At 7 seconds flat, the DTS's sprint from zero to 60 mph is, well, it's fine. It's more than adequate, if not much quicker than V6-powered quasi-competitors such as the Azera, Avalon and Chrysler 300. But the DTS sounds like a muscle car, which makes it at least feel fast. So, there's that.
We acknowledge that there are probably very few DTS buyers who know or care what a skid pad is. And that's fine. Part of what we find refreshing about the DTS is its dismissal of the wimpy, quiche-eating, Eurocentric obsession with ultimate handling prowess at the expense of comfort.
The easy-access interior is where it's at with the DTS. It is conservative by design and by simple design inertia — no surprises good or bad. There are the expected chunks of high-gloss wood trim, an upright dashboard and naturally roomy footwells.
A new-for-2007 cocoa-color seat leather is the only disconcerting aspect of the hushed interior. The brown color stands in stark contrast to the pale khaki hue of the rest of the interior. And the finish on the cocoa leather is so flat that it seems unfinished.
Not unexpectedly, the DTS offers generous rear-seat room. Although it rides on a wheelbase that's about an inch shorter than that of the rear-drive STS, the DTS offers more than 3 inches of additional rear-seat legroom.
Overall, the DTS contains about 15 more cubic feet of interior space and 5 more cubic feet of cargo capacity than the STS. The DTS also has a bit more rear-seat legroom than the bigger Town Car. Chalk one up for front-drive packaging there.
The same old question
Sure, we enjoyed cruising around in the DTS.
And if a spacious, soft and somnolent sedan is what one wants, there aren't many choices that offer seating for six.
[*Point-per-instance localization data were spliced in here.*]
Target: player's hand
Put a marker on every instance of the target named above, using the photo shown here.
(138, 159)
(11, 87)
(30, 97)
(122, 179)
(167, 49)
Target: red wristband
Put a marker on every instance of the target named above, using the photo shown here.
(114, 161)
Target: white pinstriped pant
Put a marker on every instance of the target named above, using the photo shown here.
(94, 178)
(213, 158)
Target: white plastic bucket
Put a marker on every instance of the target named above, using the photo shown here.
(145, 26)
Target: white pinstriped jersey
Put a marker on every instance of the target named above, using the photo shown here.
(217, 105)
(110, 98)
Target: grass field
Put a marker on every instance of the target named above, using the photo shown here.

If you regularly wear a fedora, then you owe it to yourself to check out a DTS. If you wear a chauffeur's cap, then you'll want to have a look at the DTS-L long-wheelbase model that Cadillac has just begun building for the livery-car market.
But we've come to the conclusion that much of our enjoyment in driving the DTS was based on the novelty of the experience.
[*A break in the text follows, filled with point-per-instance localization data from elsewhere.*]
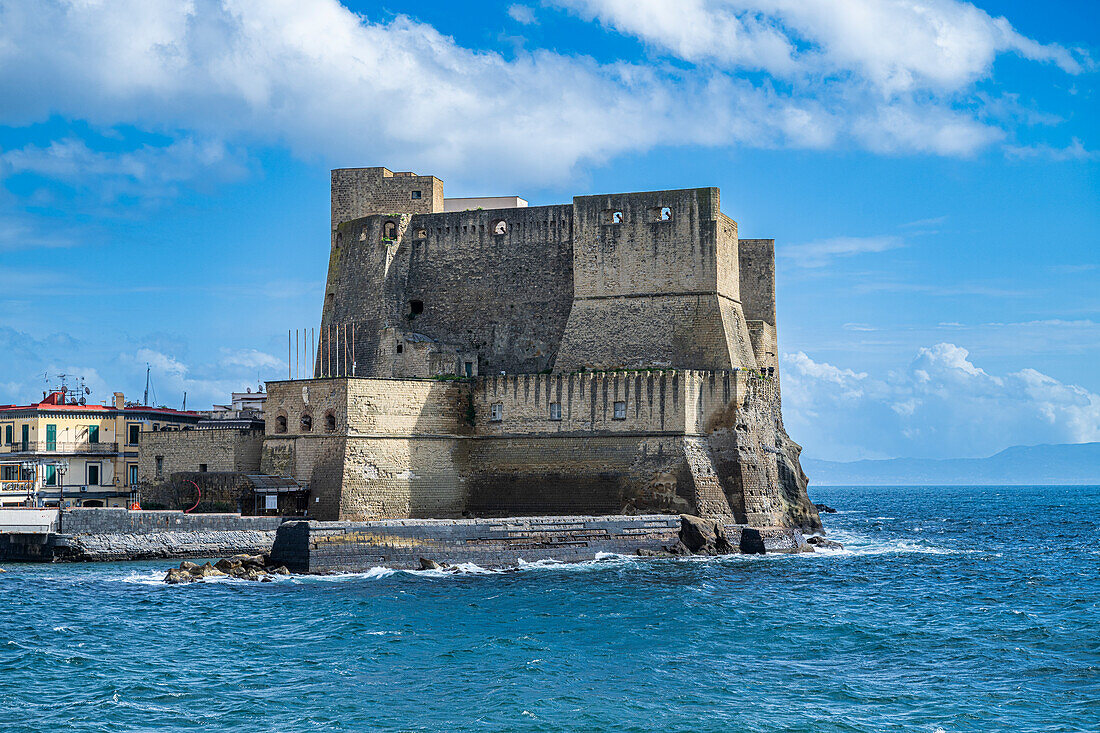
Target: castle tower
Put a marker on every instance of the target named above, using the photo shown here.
(655, 284)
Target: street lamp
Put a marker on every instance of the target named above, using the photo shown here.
(61, 469)
(29, 473)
It has been a sort of palate cleanser between servings of sportier sedans. The DTS, at an as-tested price of $53,300, is not cheap. And, frankly, there is comfort to be found in more modern conveyances — cars that don't carry the same whiff of obsolescence.
The manufacturer provided Edmunds this vehicle for the purposes of evaluation.
Road Test Editor Brian Moody Says:
There's something about luxury and soft that go together like short men and big trucks. On the other hand there's a point where soft becomes imprecise.
Thankfully, the DTS doesn't cross that line.
GM's Magnetic Ride control works well, but there's a spooky, artificial feel to it. Hit a big dip in the road and the suspension suddenly firms up. What I'd really like to see is a version of Magnetic Ride Control that has driver-adjustable settings like Sport and Comfort.
The sound of this Caddy's V8 is surprisingly prominent. I like it. It's not harsh or intrusive, and the subtle rumble reminds me of Cadillac's glorious past when power and luxury were always synonymous.
I also like the way the DTS looks. The sharp edges and flat surfaces really show well on a big car and they give the DTS a classy, established look without resorting to retro.
I know most people would consider a car like the Lexus LS long before the DTS, but I think the Cadillac has more character, something aging hot-rodders like American Graffiti's John Milner would drive just to keep that flavor of American power. Only now the seats are much softer and there's a Bose stereo.